02 August 2012 14:12 [Source: ICIS news]
LONDON (ICIS)--The European August monoethylene glycol (MEG) contract price is likely to increase because of poor availability and higher production costs, buyers and sellers said on Thursday.
“There could be some increase,” a buyer said, adding that a seller's proposal of more than €1,000/tonne ($1,220/tonne) FD (free delivered) NWE (northwest Europe) was not realistic.
A second buyer agreed and said it was after compensation for the relatively small decrease that emerged in July.
“[This year] MEG went up and ethylene went down and vice-versa but more of the latter, so we lost big margins compared to previous years,” a producer said.

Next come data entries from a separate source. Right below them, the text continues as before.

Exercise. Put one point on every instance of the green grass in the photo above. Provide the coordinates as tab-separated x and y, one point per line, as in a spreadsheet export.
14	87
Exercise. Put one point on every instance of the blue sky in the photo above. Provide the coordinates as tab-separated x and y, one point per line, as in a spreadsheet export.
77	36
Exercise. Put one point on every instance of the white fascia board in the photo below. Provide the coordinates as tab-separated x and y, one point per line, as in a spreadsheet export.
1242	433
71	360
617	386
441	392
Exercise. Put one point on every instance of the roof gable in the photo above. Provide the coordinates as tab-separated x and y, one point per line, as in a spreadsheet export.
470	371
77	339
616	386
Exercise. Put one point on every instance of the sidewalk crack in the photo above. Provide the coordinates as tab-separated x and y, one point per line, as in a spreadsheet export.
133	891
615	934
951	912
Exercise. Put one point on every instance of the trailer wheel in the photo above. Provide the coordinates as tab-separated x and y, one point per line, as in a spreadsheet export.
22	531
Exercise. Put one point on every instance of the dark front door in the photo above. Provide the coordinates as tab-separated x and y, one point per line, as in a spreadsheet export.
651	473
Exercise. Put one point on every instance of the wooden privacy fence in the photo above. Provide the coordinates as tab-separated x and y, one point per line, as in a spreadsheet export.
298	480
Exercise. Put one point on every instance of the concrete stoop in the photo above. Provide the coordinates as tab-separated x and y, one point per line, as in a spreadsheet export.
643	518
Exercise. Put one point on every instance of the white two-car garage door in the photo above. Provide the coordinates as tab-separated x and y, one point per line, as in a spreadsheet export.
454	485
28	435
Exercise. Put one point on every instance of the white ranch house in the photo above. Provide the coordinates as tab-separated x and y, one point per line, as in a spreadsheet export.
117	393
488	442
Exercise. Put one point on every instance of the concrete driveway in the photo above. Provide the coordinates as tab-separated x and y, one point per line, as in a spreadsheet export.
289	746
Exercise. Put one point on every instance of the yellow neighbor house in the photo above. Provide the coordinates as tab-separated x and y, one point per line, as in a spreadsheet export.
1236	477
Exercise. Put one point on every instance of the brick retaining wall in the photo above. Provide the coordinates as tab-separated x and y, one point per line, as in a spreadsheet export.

Feedstock ethylene plummeted by €170/tonne from June to July, only to regain €140/tonne in August with a settlement at €1,175/tonne.
In July, MEG contract prices dropped by €40/tonne to €885/tonne.
A figure “well above €1,000/tonne” is what a second MEG seller is targeting for August. Justification for this move includes “very strong demand from antifreeze, polyethylene terephthalate (PET) and distribution, the very limited supply in Europe and a strong market in Asia”.
Following months of depressed demand, the European market was suddenly inundated in July with buyers coming back into the market.
“We are sold out already. We were prior to the month starting…A lot of people do not have much product,” the producer said.
Spot prices in Asia surged to $960–965/tonne CFR (cost & freight) China Main Port this week, prompted by an unexpected six-week outage at EQUATE in Shuaiba, Kuwait. During August and September, there are further shutdowns planned in the Middle East and Europe, which could affect availability in Europe.
“We are in for a significant increase, I believe,” the producer said.